Yeni angajman kuralları gereği, Suriye tarafından sınıra yaklaşan her askeri unsur tehdit olarak değerlendirilip askeri hedef muamelesi görmeye başladı.

3 Ekim 2012 tarihinde Suriye tarafından Şanlıurfa’nın Akçakale ilçesine düşen top mermisi nedeni ile 5 Türk vatandaşı öldü.

Türkiye anında misilleme olarak Suriye’de tespit edilen askeri bölgeleri top atışına tuttu.

Misilleme sonucunda 34 Suriye askerinin öldüğü iddia edildi.

***

Suriye Devlet Başkanı Beşir El Esad, Cumhuriyet Gazetesi Ankara temsilcisi Utku Çakırözer’e uçağın düşürülmesinden bir ay sonra verdiği mülakatta,

“Düşürene kadar uçağın kime ait olduğunu bilmiyorduk. Uçak İsrail uçaklarının daha önce üç kez kullandığı koridoru kullanıyordu. Radarlarımızda görmediğimiz ve bilgi de verilmediği için askerler düşürdü” dedi.
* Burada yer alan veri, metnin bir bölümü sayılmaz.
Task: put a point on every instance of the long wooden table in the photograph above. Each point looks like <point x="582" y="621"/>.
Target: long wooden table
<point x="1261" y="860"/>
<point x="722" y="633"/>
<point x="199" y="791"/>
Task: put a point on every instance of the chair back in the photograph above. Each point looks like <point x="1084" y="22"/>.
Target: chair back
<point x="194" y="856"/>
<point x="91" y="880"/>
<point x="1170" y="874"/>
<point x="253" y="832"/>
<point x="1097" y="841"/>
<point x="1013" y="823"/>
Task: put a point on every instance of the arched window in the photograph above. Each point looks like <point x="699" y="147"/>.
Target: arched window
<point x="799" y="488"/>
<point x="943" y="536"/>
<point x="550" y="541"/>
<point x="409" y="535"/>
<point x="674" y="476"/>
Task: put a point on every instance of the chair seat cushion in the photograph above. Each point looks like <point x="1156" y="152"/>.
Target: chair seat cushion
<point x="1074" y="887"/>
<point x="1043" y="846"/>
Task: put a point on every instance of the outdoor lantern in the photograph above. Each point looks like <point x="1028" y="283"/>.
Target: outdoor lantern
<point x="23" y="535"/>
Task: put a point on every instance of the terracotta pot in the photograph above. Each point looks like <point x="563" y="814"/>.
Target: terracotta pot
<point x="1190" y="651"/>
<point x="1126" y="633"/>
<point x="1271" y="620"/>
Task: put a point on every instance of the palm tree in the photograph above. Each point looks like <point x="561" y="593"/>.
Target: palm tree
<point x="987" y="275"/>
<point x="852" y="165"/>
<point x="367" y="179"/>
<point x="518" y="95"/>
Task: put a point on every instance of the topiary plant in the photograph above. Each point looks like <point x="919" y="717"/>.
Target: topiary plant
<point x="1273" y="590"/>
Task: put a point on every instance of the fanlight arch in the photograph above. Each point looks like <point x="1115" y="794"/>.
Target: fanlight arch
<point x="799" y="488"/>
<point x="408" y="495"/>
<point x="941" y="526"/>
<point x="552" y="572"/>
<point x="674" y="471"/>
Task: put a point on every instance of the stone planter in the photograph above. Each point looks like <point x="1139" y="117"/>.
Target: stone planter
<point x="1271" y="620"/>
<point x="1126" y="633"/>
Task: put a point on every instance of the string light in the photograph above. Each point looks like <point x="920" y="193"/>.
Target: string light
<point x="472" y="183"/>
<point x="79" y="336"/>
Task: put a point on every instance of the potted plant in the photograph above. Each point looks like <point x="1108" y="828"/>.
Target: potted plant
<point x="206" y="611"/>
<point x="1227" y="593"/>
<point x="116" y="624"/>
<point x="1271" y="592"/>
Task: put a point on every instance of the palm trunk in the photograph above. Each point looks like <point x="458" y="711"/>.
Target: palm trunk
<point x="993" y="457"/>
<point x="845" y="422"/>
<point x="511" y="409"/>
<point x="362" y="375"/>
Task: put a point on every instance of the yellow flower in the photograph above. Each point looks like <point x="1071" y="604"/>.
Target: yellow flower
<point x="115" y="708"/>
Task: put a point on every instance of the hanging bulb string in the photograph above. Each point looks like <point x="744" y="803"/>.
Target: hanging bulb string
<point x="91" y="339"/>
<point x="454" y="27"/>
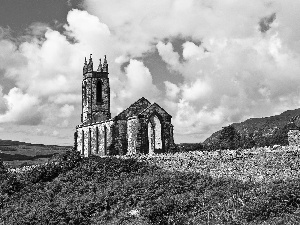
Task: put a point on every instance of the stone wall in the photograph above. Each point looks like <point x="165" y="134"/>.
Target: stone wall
<point x="132" y="133"/>
<point x="294" y="137"/>
<point x="93" y="110"/>
<point x="95" y="139"/>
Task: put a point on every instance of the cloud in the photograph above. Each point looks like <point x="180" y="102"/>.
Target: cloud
<point x="172" y="90"/>
<point x="66" y="111"/>
<point x="168" y="55"/>
<point x="22" y="108"/>
<point x="139" y="82"/>
<point x="234" y="61"/>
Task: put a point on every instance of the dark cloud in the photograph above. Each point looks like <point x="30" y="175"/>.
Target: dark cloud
<point x="265" y="22"/>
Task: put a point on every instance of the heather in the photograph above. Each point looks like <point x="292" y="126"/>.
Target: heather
<point x="254" y="186"/>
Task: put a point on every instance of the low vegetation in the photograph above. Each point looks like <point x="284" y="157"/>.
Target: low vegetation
<point x="183" y="188"/>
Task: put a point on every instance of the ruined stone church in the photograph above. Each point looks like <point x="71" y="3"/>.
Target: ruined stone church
<point x="141" y="128"/>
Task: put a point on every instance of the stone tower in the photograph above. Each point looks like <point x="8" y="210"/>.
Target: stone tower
<point x="95" y="93"/>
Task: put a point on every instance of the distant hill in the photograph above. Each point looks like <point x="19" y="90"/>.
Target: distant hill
<point x="17" y="153"/>
<point x="256" y="132"/>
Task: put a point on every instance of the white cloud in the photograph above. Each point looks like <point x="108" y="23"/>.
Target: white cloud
<point x="196" y="90"/>
<point x="139" y="82"/>
<point x="243" y="73"/>
<point x="22" y="108"/>
<point x="66" y="111"/>
<point x="172" y="90"/>
<point x="168" y="55"/>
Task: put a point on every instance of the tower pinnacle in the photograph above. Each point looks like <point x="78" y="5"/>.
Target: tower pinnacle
<point x="105" y="65"/>
<point x="90" y="65"/>
<point x="100" y="66"/>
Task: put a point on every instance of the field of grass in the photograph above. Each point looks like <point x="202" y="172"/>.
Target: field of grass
<point x="255" y="187"/>
<point x="17" y="154"/>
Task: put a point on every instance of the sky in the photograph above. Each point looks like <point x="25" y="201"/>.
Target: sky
<point x="209" y="63"/>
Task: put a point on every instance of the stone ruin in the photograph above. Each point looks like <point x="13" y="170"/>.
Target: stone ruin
<point x="141" y="128"/>
<point x="294" y="138"/>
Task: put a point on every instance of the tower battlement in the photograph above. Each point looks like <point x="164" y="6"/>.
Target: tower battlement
<point x="95" y="92"/>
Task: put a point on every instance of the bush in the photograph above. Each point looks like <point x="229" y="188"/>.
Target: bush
<point x="3" y="169"/>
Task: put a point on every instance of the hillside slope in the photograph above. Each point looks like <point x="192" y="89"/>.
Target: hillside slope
<point x="259" y="131"/>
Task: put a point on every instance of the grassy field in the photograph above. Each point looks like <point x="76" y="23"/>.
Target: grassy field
<point x="16" y="154"/>
<point x="258" y="186"/>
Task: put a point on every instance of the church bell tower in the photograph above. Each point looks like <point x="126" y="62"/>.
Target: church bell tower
<point x="95" y="92"/>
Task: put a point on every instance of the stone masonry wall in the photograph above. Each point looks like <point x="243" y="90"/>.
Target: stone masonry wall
<point x="132" y="132"/>
<point x="294" y="137"/>
<point x="90" y="141"/>
<point x="100" y="110"/>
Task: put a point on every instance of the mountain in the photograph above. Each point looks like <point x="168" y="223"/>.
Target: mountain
<point x="256" y="132"/>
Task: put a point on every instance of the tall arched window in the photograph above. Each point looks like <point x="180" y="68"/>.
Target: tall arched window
<point x="99" y="92"/>
<point x="97" y="140"/>
<point x="84" y="92"/>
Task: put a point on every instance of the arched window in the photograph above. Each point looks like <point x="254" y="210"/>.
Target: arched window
<point x="84" y="92"/>
<point x="105" y="140"/>
<point x="82" y="140"/>
<point x="97" y="140"/>
<point x="99" y="92"/>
Esad mülakatında, uçağı Türkiye’nin iddia ettiği gibi uluslararası hava sahasında düşürmüş olsalar özür dilemekten çekinmeyeceklerini belirtti.
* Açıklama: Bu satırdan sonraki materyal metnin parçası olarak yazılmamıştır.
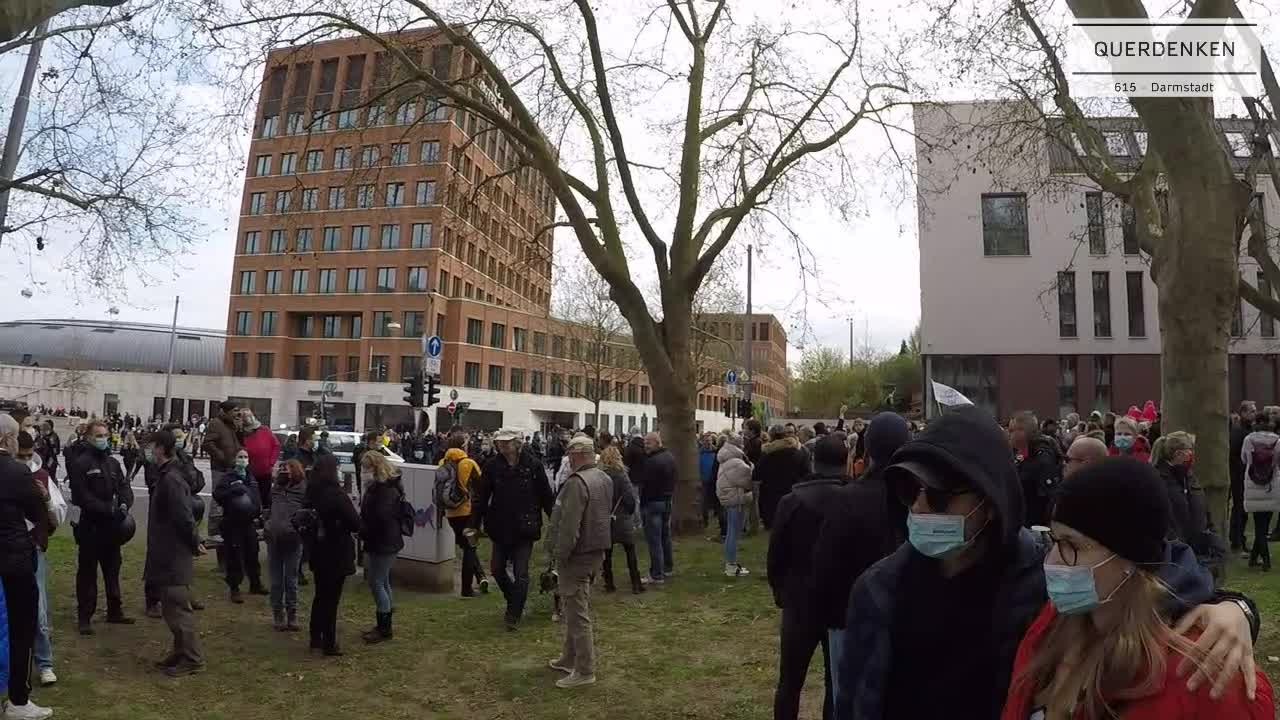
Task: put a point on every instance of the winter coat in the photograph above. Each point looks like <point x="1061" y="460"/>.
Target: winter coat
<point x="734" y="487"/>
<point x="510" y="500"/>
<point x="379" y="516"/>
<point x="1173" y="701"/>
<point x="173" y="536"/>
<point x="782" y="464"/>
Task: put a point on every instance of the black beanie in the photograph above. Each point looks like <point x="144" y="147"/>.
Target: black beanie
<point x="1121" y="504"/>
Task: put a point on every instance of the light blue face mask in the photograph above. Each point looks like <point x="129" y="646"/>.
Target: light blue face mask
<point x="1073" y="591"/>
<point x="935" y="534"/>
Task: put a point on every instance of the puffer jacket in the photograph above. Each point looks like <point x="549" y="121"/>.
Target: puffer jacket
<point x="734" y="478"/>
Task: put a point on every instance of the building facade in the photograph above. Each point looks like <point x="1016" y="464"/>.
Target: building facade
<point x="1033" y="291"/>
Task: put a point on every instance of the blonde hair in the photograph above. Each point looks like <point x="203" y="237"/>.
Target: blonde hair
<point x="1079" y="665"/>
<point x="1169" y="445"/>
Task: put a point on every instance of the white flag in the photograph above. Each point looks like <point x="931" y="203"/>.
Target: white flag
<point x="949" y="396"/>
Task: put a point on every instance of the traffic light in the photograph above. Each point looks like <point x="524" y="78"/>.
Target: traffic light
<point x="412" y="390"/>
<point x="433" y="392"/>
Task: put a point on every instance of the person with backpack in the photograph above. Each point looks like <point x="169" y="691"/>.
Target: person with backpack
<point x="1261" y="492"/>
<point x="383" y="534"/>
<point x="456" y="478"/>
<point x="284" y="545"/>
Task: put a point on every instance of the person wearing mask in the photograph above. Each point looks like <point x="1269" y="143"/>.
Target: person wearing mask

“Türk hükümeti iki ordu arasındaki ilişkileri kesmemiş olsa, konuyu yine askeri makamlar arasında ele alır, bu kadar büyümeden çözerdik. Ama son aylarda artık acil durumda arayacak bir Türk komutanın telefonu bile yok elimizde” dediğini de okuduk.

***

Basın Tarihinin projektörleri altında “değişenlere” bakarsak, düşürülen uçaktan El Şara’nın İstanbul ziyaretine geçtiğimiz söylenebilir.

Değişmeyen ise bir türlü huzur bulamayan Ortadoğu’nun hali.

Ortadoğu huzur bulur mu?

Ortadoğu’da siyaset insanı yok sayar ise bulmaz, baş tacı ederse bulur.